Gremlin Infrastructure Attacks

Intro to Attacks

Gremlin is a simple, safe and secure way to use Chaos Engineering to improve system resilience. The Gremlin Platform provides a range of attacks which you can run against your infrastructure. This includes Resource Gremlins, Network Gremlins and State Gremlins. It is also possible to schedule regular attacks, create attack templates and view attack reports.

How to run attacks with Gremlin

Gremlin provides a library of possible failure modes to test. You can impact system resources, delay or drop network traffic to your dependencies, shut down your hosts, and much more!

Visit the attack creation page to start testing your infrastructure today. Go to the active attacks page to monitor ongoing attacks.

Each attack, or “gremlin”, tests your resilience in a different way:

How to use Resource Gremlins

Resource gremlins are a great starting point – simple to run and understand. They reveal how your service degrades when starved of CPU, memory, IO, or disk.

Gremlin Impact
CPU Generates high load for one or more CPU cores.
Memory Allocates a specific amount of RAM.
IO Puts read/write pressure on I/O devices such as hard disks.
Disk Writes files to disk to fill it to a specific percentage.

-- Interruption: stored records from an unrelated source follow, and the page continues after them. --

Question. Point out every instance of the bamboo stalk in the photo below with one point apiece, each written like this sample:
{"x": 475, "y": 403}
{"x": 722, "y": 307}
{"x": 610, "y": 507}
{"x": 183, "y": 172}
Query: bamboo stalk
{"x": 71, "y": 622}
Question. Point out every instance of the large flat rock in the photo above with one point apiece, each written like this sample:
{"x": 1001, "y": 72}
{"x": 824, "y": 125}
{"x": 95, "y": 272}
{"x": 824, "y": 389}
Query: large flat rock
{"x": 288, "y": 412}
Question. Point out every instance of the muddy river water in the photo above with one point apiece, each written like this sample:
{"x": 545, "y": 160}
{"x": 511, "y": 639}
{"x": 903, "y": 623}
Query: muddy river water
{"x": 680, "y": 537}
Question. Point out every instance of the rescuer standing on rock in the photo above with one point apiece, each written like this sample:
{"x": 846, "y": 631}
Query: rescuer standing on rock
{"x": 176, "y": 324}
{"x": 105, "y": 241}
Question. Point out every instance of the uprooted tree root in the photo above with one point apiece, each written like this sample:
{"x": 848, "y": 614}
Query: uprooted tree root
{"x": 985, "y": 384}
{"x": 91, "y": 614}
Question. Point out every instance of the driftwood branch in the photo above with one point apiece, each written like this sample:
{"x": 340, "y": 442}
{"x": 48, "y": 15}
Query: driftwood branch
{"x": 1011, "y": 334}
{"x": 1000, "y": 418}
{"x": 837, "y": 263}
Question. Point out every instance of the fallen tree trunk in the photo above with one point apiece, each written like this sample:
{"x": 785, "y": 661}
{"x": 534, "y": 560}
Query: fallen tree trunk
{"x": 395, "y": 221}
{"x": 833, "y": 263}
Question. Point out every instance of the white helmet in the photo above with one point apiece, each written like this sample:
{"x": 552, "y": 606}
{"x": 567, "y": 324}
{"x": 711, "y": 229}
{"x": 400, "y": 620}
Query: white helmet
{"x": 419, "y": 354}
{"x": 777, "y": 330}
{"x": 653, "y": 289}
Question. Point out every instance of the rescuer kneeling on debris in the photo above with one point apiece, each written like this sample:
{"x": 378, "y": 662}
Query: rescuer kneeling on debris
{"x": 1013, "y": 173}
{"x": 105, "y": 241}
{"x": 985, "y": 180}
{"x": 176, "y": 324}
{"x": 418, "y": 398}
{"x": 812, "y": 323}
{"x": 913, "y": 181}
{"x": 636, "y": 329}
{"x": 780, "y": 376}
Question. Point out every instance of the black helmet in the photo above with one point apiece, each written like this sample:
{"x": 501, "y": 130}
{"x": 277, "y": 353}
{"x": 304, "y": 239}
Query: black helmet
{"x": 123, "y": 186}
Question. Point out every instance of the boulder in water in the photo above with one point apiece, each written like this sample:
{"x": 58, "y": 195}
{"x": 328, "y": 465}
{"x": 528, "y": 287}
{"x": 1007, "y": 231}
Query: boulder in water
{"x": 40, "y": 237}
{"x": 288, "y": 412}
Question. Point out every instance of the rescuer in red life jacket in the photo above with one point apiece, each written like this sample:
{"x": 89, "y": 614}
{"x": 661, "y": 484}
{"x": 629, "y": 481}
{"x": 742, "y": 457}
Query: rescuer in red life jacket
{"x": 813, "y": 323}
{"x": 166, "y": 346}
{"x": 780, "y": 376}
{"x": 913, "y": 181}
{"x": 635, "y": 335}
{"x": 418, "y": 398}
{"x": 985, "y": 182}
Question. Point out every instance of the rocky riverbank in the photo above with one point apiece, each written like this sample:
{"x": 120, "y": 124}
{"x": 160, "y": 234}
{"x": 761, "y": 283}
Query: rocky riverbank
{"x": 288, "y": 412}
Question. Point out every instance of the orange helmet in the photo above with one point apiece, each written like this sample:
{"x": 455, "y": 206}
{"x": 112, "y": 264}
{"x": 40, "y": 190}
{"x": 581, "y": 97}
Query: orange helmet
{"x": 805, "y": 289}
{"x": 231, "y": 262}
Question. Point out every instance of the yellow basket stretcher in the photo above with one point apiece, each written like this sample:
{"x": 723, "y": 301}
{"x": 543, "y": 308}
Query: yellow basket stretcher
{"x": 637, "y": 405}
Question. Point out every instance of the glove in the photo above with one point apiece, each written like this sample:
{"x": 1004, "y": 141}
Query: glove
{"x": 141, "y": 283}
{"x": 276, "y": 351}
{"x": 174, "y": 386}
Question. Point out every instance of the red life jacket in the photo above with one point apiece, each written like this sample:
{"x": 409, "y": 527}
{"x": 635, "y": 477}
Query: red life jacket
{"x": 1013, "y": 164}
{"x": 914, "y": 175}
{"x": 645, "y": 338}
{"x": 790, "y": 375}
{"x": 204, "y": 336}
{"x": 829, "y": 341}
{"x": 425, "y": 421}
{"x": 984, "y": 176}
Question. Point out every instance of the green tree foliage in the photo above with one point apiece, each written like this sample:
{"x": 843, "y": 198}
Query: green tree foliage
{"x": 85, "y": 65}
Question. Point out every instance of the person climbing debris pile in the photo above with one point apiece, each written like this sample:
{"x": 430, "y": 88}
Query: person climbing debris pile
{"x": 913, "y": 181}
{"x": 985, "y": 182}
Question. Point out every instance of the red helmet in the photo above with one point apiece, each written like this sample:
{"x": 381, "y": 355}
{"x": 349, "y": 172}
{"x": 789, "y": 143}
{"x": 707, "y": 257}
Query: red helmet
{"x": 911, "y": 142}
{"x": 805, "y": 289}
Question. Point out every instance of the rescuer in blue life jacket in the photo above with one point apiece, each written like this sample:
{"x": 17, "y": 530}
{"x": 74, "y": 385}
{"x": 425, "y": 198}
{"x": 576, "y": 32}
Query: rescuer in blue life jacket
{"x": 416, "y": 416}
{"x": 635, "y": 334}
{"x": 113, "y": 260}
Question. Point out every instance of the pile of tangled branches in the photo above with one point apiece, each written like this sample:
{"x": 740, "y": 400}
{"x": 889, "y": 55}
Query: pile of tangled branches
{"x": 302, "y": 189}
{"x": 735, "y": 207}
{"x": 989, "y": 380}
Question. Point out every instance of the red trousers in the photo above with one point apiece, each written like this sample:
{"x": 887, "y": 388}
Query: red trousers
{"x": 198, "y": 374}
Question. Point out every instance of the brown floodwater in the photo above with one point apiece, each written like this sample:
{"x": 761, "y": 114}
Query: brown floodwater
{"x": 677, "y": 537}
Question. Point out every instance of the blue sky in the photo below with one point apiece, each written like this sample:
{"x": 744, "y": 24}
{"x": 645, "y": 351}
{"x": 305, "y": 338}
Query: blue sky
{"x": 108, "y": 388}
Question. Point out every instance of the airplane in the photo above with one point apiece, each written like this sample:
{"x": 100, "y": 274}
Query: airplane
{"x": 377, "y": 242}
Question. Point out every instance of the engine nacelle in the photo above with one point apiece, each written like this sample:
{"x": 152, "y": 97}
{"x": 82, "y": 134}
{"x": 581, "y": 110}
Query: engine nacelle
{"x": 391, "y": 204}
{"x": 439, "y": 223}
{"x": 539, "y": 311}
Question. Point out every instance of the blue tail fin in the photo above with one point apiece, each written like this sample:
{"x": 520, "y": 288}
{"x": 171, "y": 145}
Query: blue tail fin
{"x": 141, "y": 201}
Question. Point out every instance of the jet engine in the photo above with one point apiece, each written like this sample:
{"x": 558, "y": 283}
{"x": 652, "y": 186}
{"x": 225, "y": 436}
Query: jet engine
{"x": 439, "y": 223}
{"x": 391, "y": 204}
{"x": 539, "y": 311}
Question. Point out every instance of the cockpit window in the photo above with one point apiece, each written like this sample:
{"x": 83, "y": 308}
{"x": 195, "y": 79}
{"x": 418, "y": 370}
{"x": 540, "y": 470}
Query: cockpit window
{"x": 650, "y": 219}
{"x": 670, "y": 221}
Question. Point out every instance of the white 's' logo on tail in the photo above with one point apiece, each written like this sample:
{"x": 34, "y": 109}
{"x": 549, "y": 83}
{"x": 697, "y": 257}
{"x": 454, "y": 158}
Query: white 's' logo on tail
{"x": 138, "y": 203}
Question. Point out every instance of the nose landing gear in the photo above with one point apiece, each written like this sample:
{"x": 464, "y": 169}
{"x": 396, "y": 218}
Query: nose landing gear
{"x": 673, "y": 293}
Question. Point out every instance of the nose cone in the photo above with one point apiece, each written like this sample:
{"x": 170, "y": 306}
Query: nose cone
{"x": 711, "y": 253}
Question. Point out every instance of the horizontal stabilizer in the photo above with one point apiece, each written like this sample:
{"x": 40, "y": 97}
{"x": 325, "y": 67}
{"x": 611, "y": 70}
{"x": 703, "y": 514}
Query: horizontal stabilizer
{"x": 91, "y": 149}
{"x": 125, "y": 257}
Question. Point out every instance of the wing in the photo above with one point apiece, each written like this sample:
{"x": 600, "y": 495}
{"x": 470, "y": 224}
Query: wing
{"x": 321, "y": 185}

How to use Network Gremlins

Network gremlins allow you to see the impact of lost or delayed traffic to your application. Test how your service behaves when you can’t reach one of your dependencies, internal or external. Limit the impact to only the traffic you want to test by specifying ports, hostnames, and IP addresses.

Gremlin Impact
Blackhole Drops all matching network traffic.
Latency Injects latency into all matching egress network traffic.
Packet loss Induces packet loss into all matching egress network traffic.
DNS Blocks access to DNS servers.

Warning: Important considerations for targeting Kubernetes Pods with Network Attacks

How to use State Gremlins

State gremlins are another category that introduce chaos into your infrastructure.

Gremlin Impact
Shutdown Reboots or halts the host operating system, allowing you to test, for example, how your system behaves when losing one or more cluster machines.
Time travel Changes the host’s system time, which can be used to simulate adjusting to daylight saving time and other time-related events.
Process killer An attack which kills the specified process, which can be used to simulate application or dependency crashes.

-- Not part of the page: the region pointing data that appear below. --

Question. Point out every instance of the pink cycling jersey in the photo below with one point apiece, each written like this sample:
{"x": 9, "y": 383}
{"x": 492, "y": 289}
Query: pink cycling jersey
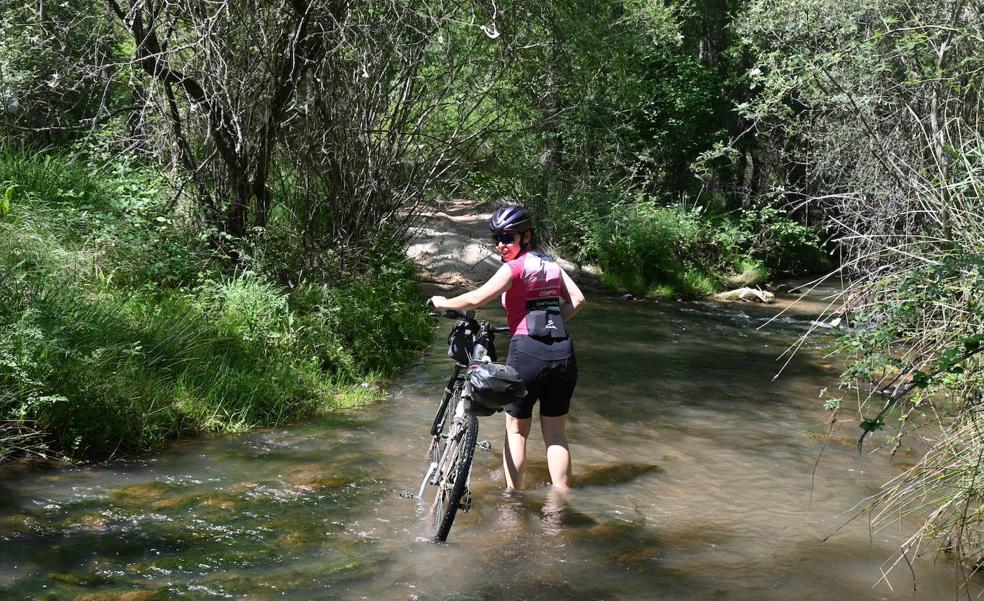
{"x": 535, "y": 277}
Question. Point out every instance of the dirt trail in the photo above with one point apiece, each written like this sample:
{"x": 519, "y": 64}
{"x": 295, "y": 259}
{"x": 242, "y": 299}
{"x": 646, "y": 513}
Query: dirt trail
{"x": 453, "y": 248}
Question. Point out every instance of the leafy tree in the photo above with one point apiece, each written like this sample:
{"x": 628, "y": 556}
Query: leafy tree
{"x": 873, "y": 110}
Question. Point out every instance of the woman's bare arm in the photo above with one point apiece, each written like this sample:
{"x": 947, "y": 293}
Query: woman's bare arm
{"x": 497, "y": 284}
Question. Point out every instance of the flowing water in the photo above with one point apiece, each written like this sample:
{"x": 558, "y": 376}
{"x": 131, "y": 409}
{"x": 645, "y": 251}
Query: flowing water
{"x": 694, "y": 479}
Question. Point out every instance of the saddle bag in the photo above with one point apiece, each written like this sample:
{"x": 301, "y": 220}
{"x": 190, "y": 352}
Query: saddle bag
{"x": 492, "y": 386}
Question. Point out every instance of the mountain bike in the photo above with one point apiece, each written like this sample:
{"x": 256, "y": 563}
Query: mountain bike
{"x": 454, "y": 431}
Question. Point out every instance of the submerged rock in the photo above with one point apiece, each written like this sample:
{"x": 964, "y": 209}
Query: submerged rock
{"x": 746, "y": 294}
{"x": 612, "y": 474}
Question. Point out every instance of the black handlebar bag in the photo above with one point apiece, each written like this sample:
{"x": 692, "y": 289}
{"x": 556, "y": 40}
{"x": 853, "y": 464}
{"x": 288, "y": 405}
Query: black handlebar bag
{"x": 543, "y": 319}
{"x": 493, "y": 386}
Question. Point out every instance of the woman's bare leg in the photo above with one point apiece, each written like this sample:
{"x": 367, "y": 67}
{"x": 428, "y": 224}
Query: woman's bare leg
{"x": 558, "y": 455}
{"x": 514, "y": 450}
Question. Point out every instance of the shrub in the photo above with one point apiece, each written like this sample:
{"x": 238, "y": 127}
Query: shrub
{"x": 99, "y": 357}
{"x": 649, "y": 249}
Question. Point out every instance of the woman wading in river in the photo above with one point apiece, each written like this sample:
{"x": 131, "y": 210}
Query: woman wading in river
{"x": 539, "y": 298}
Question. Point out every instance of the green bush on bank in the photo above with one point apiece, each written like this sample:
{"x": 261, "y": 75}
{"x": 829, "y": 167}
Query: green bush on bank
{"x": 650, "y": 249}
{"x": 117, "y": 332}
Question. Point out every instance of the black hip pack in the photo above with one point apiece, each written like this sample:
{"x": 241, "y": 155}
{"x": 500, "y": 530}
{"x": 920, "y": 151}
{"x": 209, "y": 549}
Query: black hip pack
{"x": 543, "y": 319}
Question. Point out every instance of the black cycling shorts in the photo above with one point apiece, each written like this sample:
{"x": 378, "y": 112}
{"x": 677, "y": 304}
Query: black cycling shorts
{"x": 549, "y": 371}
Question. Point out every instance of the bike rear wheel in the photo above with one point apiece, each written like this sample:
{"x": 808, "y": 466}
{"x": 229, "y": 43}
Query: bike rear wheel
{"x": 454, "y": 485}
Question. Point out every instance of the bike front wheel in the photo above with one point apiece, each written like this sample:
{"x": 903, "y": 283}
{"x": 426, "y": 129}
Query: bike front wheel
{"x": 453, "y": 487}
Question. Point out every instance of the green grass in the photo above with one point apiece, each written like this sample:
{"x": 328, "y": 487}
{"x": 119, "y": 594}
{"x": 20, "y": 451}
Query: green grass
{"x": 117, "y": 331}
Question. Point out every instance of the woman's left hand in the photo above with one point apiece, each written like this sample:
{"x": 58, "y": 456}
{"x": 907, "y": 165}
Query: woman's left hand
{"x": 438, "y": 302}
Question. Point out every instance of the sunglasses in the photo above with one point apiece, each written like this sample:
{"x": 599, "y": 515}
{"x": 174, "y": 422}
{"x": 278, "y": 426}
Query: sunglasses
{"x": 504, "y": 238}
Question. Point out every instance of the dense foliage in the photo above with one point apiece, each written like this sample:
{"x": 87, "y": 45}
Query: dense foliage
{"x": 117, "y": 331}
{"x": 875, "y": 109}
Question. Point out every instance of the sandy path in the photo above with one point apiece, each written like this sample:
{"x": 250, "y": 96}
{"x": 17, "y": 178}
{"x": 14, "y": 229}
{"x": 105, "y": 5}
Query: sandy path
{"x": 453, "y": 248}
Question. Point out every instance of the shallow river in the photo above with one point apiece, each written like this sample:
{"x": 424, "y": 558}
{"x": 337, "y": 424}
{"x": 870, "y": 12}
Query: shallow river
{"x": 694, "y": 479}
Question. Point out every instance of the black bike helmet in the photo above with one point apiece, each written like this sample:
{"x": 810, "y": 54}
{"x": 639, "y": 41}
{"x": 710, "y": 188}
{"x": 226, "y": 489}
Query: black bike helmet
{"x": 511, "y": 218}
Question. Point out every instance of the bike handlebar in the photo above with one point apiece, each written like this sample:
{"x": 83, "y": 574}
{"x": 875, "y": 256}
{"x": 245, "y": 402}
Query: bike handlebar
{"x": 467, "y": 315}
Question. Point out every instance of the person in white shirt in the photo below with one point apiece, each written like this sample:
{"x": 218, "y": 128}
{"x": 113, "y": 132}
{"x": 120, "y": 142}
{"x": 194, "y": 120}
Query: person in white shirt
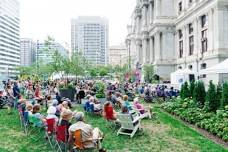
{"x": 51, "y": 114}
{"x": 91, "y": 137}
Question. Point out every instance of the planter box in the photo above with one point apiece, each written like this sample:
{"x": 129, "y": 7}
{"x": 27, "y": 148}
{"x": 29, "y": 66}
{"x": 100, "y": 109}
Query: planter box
{"x": 67, "y": 93}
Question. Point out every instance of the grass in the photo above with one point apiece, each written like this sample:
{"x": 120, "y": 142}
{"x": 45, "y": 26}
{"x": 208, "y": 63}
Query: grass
{"x": 161, "y": 134}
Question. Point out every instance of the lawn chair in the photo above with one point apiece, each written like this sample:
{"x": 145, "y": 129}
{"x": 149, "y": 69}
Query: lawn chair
{"x": 129, "y": 126}
{"x": 109, "y": 117}
{"x": 79, "y": 144}
{"x": 146, "y": 113}
{"x": 36, "y": 127}
{"x": 50, "y": 130}
{"x": 61, "y": 138}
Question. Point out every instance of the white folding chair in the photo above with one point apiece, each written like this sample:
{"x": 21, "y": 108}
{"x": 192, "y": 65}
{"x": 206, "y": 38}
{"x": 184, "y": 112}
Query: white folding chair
{"x": 129, "y": 125}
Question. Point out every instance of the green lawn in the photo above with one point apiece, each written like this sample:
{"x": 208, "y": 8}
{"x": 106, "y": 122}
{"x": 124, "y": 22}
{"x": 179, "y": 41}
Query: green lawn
{"x": 163, "y": 133}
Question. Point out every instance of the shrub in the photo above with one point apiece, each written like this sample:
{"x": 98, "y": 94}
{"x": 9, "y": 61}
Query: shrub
{"x": 185, "y": 93}
{"x": 211, "y": 99}
{"x": 199, "y": 93}
{"x": 224, "y": 100}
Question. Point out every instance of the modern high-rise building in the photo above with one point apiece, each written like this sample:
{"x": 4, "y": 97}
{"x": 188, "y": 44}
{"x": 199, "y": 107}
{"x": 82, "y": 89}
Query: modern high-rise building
{"x": 44, "y": 53}
{"x": 118, "y": 55}
{"x": 180, "y": 34}
{"x": 9, "y": 37}
{"x": 28, "y": 52}
{"x": 90, "y": 36}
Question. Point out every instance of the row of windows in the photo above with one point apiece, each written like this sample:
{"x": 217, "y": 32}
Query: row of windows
{"x": 15, "y": 33}
{"x": 6, "y": 20}
{"x": 190, "y": 67}
{"x": 1, "y": 54}
{"x": 191, "y": 38}
{"x": 11, "y": 51}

How to schedule attacks with Gremlin

Attacks can be run ad-hoc, programmatically or scheduled. You can schedule attacks to execute on certain days and within a specified time window. You can also set the maximum number of attacks a schedule can spawn.

How to create attack templates with Gremlin

When creating an attack, you can save often used bits of configuration using templates. Just give it a name, and anyone within your organization will be able to use it. We like having business hours defined for random attacks, and commonly used network targets stored for reuse.

Attack Stage Progression

Every Attack on Gremlin is composed of one or more Executions, where each Execution is an instance of the attack running on a specific target.

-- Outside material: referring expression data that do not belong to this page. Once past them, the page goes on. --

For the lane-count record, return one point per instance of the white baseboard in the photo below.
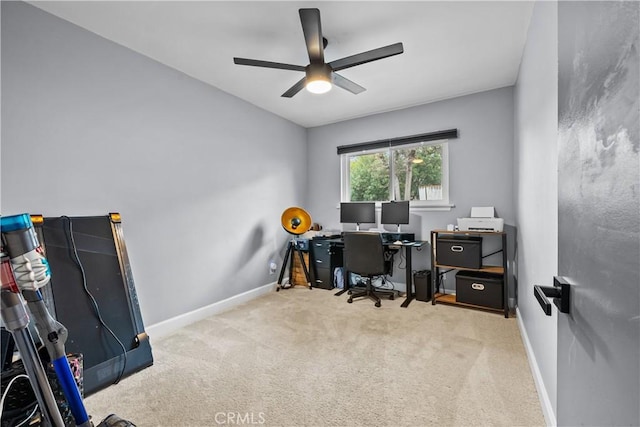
(545, 402)
(168, 326)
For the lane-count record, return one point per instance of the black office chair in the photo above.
(364, 255)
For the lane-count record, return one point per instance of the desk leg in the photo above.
(345, 283)
(409, 279)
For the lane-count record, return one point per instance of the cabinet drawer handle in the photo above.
(477, 286)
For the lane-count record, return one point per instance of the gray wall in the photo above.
(536, 195)
(200, 177)
(599, 212)
(481, 159)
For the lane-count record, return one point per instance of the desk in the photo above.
(407, 247)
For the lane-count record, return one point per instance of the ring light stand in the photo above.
(295, 221)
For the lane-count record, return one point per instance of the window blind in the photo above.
(393, 142)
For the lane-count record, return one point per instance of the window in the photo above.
(418, 172)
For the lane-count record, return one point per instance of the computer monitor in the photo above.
(357, 213)
(395, 213)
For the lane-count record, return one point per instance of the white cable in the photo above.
(6, 392)
(28, 416)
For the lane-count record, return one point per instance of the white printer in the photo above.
(482, 219)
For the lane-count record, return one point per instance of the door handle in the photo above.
(560, 292)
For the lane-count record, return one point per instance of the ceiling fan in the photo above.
(320, 75)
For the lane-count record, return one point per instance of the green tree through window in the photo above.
(399, 173)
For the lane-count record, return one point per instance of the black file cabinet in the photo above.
(326, 255)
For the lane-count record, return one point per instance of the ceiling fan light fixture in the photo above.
(318, 78)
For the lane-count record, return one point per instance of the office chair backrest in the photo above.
(364, 253)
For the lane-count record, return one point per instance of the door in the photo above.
(599, 212)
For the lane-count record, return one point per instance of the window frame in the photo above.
(345, 184)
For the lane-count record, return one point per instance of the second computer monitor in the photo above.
(395, 213)
(357, 213)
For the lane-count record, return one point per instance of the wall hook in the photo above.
(560, 292)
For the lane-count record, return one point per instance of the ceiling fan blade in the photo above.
(295, 88)
(347, 84)
(267, 64)
(310, 19)
(364, 57)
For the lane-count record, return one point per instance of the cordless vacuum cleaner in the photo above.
(24, 271)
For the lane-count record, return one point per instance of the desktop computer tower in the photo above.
(422, 283)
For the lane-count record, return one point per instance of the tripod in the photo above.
(290, 248)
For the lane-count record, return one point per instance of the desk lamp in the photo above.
(295, 221)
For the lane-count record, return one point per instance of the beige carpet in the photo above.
(303, 357)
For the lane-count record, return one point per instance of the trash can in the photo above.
(422, 283)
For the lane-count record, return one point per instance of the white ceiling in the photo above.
(451, 48)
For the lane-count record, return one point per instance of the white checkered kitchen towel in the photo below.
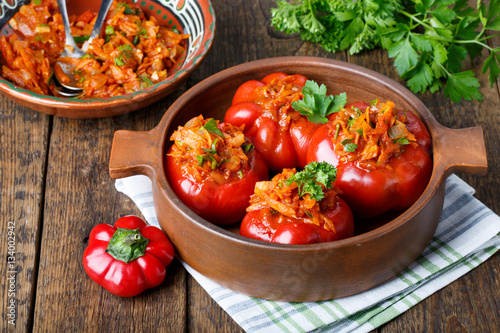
(467, 235)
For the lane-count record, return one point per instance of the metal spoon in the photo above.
(64, 74)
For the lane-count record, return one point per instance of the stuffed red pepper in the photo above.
(382, 154)
(268, 111)
(213, 169)
(298, 208)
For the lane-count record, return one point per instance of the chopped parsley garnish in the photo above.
(109, 30)
(316, 105)
(211, 126)
(349, 146)
(128, 10)
(81, 39)
(313, 178)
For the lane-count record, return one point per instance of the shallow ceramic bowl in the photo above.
(194, 17)
(296, 272)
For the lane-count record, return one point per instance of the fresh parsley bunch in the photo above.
(428, 39)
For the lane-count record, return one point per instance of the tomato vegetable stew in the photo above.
(356, 161)
(134, 52)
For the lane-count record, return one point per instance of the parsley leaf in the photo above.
(349, 146)
(211, 126)
(429, 40)
(316, 105)
(313, 178)
(462, 84)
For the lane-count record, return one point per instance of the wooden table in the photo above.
(55, 187)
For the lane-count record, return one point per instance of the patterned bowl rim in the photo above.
(198, 46)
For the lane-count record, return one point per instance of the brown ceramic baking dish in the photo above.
(297, 272)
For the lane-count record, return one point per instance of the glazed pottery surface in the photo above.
(297, 272)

The Stage progression of an Attack is derived from the Stage progression of all of an Attack’s Executions. Gremlin weighs the importance of Stages so as to mark an Attack with the most important Stage of its executions.

Example

An Attack with three Executions must derive its stage by picking the most important stage among its executions. If the three Execution Stages are TargetNotFound, TargetNotFound, Running, the resulting stage for the Attack will be Running.

You can see Stages ordered by their importance below.

Stages

Stages are sorted by descending order of importance (the Running Stage holds the highest importance)

Stage Description
Running Attack running on the host
Halt Attack told to halt
RollbackStarted Code to rollback has started
RollbackTriggered Daemon started a rollback of client
InterruptTriggered Daemon issued an interrupt to the client
HaltDistributed Distributed to the host but not yet halted
Initializing Attack is creating the desired impact
Distributed Distributed to the host but not yet running
Pending Created but not yet distributed
Failed Client reported unexpected failure
HaltFailed Halt on client did not complete
InitializationFailed Creating the impact failed
LostCommunication Client never reported finishing/receiving execution
ClientAborted Something on the client/daemon side stopped the Gremlin and it was aborted without user intervention
UserHalted User issued a halt, and that is now complete
Successful Completed running on the Host
TargetNotFound Attack not scoped to any current targets

Conclusion

You now possess tools that make it possible for you to create and schedule attacks with Gremlin. You can also explore the Gremlin Blog for more information on how to use Chaos Engineering with your application infrastructure.